C’est un mélo comme on n’en fait plus, dans un décor à la fois idyllique et cruel. Au cœur des îles de Bornéo, l’invasion japonaise en 1942 réduit une femme à l’état de soumission, qu’elle assume à minima, résistante jusqu’au bout aux règles des envahisseurs.
Séparée et sans nouvelles de son mari, prisonnier dans un autre camp, elle tiendra bon face aux brimades et à la torture qu’on lui inflige pour lui faire avouer un mensonge qu’elle n’a pas commis.
Un traitement ignoré par le colonel du camp, qui respecte beaucoup cette femme, romancière très connue aux USA et dont il a lu plusieurs livres. Agnès Newton Keith a réellement vécu cette histoire publiée en 1947 et qui deviendra un best-seller.

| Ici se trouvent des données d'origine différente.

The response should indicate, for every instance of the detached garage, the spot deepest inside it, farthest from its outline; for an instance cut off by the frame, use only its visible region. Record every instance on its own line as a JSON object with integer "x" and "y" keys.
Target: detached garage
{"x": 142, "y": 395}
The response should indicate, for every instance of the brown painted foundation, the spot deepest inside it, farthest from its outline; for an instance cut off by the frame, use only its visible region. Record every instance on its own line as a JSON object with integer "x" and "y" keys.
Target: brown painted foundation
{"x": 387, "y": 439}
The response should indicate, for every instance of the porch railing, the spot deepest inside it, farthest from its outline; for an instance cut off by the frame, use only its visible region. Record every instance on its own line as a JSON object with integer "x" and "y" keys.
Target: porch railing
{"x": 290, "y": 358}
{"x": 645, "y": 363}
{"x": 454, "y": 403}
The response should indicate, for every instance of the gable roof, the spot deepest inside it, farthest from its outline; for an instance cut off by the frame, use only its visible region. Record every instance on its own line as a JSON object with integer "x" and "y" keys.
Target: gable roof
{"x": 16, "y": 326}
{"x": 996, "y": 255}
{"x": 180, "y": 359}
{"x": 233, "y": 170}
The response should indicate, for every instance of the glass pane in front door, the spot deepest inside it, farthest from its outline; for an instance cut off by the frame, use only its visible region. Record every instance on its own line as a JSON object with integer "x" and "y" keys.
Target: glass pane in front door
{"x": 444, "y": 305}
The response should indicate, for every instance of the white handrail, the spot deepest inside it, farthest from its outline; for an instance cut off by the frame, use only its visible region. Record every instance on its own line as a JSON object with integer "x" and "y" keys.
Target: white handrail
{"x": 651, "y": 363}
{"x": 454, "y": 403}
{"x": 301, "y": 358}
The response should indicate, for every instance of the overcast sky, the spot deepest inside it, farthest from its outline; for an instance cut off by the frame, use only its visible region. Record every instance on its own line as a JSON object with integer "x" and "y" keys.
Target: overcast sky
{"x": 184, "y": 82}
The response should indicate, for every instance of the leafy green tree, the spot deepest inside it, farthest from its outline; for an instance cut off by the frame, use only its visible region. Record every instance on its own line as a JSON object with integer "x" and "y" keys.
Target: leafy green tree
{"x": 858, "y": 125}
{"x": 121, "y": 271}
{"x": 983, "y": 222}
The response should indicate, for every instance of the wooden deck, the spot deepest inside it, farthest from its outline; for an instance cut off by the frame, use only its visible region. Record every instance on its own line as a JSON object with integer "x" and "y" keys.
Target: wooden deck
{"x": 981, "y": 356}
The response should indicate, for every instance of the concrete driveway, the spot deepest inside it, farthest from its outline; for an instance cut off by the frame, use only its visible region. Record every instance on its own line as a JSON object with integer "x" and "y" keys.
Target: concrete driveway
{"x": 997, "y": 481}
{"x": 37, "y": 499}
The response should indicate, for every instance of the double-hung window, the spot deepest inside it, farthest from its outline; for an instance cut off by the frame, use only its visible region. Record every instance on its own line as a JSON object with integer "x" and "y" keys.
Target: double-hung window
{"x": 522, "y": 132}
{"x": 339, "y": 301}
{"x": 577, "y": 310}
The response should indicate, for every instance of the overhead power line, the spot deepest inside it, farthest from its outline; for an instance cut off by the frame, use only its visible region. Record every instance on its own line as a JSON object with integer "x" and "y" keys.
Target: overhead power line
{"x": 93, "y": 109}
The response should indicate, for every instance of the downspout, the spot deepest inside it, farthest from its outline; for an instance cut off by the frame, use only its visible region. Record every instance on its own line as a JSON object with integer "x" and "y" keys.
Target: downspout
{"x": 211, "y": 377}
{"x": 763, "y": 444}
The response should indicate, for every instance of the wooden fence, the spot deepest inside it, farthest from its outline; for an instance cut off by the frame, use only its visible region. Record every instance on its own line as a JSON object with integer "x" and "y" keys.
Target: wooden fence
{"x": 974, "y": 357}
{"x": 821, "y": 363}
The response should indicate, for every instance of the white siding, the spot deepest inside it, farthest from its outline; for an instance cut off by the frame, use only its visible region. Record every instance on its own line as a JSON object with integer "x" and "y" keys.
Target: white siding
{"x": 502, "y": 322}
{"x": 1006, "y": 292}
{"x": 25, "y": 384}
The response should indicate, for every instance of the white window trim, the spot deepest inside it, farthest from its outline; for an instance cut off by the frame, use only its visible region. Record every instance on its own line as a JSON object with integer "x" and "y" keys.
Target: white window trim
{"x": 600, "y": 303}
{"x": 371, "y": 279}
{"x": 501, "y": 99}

Son adaptation cinématographique s’attache avant tout à dresser le portrait de cette femme doublement prisonnière de son identité et du poids que lui inflige la privation de liberté. Son indépendance de caractère lui vaut parfois l’hostilité de ses congénères craintives face aux représailles possibles, mais sa détermination à vivre pour retrouver les siens est sans limite.
Jean Negulesco filme au premier degré tous les rapports qui animent l’héroïne, dans une mise en scène qui devient alors très démonstrative, voire explicative. En d’autres occasions ce style me lasserait très rapidement. Mais cette fois je me suis laissé conduire par cette histoire très émouvante, à l’écriture aussi classique que l’interprétation des comédiens, qui dans la dramaturgie en rajoute un brin. Leur jeu est souvent surligné.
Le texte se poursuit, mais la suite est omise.